Starpower: In Conversation with Kim Gordon
She’s crashed at Cindy Sherman’s place, she’s produced a Hole record, she’s collaborated with Yoko Ono and she’s an idol to the likes of Carrie Brownstein and Michael Stipe. There’s only one Kim Gordon, and in this episode of the Wheeler Centre podcast, she joins Fee B-Squared for a conversation recorded live at the Astor Theatre.
'It’s just my personal taste that I like to see things fall apart a little bit. Sometimes it makes it into something else, or it’s an experience that you would never have.'
Kim Gordon
Artist, record producer and founding member of noise-rock pioneers Sonic Youth, Kim Gordon is a cornerstone of American experimental rock.
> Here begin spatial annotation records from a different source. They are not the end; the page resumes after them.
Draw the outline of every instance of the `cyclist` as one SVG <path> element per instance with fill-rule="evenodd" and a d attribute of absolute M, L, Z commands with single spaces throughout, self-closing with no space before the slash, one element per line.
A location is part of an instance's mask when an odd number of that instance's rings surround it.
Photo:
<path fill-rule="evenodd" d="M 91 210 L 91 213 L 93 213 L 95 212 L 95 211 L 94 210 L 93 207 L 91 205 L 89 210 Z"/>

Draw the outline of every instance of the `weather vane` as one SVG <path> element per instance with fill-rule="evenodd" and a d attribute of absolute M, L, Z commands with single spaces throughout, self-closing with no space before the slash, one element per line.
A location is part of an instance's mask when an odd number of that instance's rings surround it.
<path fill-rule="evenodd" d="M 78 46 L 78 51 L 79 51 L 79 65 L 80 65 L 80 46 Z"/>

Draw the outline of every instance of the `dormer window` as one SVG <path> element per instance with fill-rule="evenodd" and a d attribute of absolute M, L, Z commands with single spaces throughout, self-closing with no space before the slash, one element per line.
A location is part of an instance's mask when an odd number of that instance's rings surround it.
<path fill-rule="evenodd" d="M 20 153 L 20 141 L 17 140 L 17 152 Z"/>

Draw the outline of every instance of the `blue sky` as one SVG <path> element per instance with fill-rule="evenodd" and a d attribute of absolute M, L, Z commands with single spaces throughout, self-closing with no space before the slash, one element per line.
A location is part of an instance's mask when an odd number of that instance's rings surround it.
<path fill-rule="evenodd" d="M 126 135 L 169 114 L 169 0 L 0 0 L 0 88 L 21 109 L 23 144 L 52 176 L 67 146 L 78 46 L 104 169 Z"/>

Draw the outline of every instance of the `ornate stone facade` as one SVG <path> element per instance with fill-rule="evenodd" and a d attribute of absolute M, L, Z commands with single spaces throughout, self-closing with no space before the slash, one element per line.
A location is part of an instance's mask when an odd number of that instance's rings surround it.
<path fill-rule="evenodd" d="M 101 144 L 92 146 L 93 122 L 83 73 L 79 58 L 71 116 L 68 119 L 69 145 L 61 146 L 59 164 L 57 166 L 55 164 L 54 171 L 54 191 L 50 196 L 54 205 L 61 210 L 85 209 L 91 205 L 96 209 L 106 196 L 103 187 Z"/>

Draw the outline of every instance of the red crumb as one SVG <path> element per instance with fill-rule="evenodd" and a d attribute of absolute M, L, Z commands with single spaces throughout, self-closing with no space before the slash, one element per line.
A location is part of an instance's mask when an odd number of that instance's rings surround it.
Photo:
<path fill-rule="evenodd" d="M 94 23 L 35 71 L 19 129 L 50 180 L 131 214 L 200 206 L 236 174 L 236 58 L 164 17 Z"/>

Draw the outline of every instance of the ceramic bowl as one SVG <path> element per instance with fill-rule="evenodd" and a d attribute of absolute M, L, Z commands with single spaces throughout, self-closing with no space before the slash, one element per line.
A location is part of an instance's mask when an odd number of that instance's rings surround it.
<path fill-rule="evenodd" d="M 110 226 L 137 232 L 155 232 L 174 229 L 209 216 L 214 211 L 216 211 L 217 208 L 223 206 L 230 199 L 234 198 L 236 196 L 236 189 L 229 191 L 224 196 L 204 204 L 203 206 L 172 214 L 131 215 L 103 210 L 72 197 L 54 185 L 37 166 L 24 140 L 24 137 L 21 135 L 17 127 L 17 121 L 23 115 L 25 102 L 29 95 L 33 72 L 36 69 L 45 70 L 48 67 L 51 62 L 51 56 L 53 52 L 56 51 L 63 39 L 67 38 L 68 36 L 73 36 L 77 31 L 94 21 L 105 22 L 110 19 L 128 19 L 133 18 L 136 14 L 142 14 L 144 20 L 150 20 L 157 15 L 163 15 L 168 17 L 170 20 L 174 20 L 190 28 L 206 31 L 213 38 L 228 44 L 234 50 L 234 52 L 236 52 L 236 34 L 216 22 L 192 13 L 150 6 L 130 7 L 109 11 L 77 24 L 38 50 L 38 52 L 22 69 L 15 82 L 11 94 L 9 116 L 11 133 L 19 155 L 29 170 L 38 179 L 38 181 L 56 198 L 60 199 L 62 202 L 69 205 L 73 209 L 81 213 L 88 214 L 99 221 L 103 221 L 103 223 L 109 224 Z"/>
As Sonic Youth rose to prominence out of the post-punk, noise and visual art scenes in the 1980s – then achieved worldwide cult fame in the 1990s – Gordon stood out as a role model for countless women (and men) with her unmistakable voice and mercurial musical style. A presence of steely, inscrutable cool, she was, and remains, a figure of fascination for many fans.
Sonic Youth’s last performance was in 2011. Four years later, Gordon wrote Girl in a Band – a memoir describing her formative years, marriage (to bandmate Thurston Moore) and career straddling the worlds of music and art. For several decades now, Gordon has maintained a steady creative output – not just in Sonic Youth but also in fashion, conceptual art and other music projects including her new experimental guitar duo, Body/Head.